Spirals

Notes: So I finally played through the Cullen romance in DA:I and super loved it, but I felt there was a lot of potential for expanded/added scenes so I thought I'd take a stab at it! It's going to cover the events of the game, and then I plan to extend it onwards. Slow burn and lots of awkward Cullen attempts at seduction :'D

The prologue is background/pre-canon story on the Inquisitor—so feel free to wait until the next chapter if you'd prefer!

Prologue: Ostwick

i.

Her first encounter with inevitable occurs when she's eight years old, her velveteen dress frayed at the hems and her elbows coated in scabs. Her older siblings are exploring the marsh, just outside of the tree line of the family orchards and therefore just outside of where she is permitted to play.
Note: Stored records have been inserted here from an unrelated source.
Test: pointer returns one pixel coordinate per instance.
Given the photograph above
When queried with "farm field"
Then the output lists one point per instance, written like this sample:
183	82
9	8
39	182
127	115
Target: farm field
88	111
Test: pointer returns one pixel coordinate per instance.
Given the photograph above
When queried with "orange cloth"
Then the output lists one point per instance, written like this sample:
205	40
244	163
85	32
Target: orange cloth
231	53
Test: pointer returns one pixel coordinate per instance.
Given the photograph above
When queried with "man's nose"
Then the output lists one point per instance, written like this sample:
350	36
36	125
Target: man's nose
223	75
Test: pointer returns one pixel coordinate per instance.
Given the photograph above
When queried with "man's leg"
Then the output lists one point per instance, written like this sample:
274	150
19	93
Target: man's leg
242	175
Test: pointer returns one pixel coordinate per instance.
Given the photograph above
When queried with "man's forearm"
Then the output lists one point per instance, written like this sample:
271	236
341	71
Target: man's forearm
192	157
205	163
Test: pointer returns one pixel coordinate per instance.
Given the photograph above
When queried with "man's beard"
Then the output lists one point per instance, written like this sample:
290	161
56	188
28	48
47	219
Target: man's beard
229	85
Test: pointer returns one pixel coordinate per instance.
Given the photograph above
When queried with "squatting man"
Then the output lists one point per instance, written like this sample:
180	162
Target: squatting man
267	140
And it's an ordinary enough day, except that their governess has chosen to spend a few extra minutes praying in the family cloister, reflecting upon what she has called a "test of resolve" and what Yvain had said was actually "the new blacksmith."

"You can't do that, Lynette!" Her brother cries, his stick brandished high above his head in the pantomime of a stave, "I have a barrier!"

"I can do whatever I wish, Yvain," her older sister shouts back, her hands still folded, "Because I was able to dispel it-"

Evie watches from the shore, as her brother scowls and throws the imaginary stave against the ground, "Why am I always the Apostate? It isn't fair-"

"Because I'm the eldest," Lynette states fairly, nearing ten and already having the bearing of heir apparent in the tilt of her chin and the set of her shoulders, "Now, I dispelled, so you need to fall over-"

"Why do I need to fall over?"

"Because that's what apostates do when they've lost their magic, don't you ever listen to anything Tutor Kaye says?"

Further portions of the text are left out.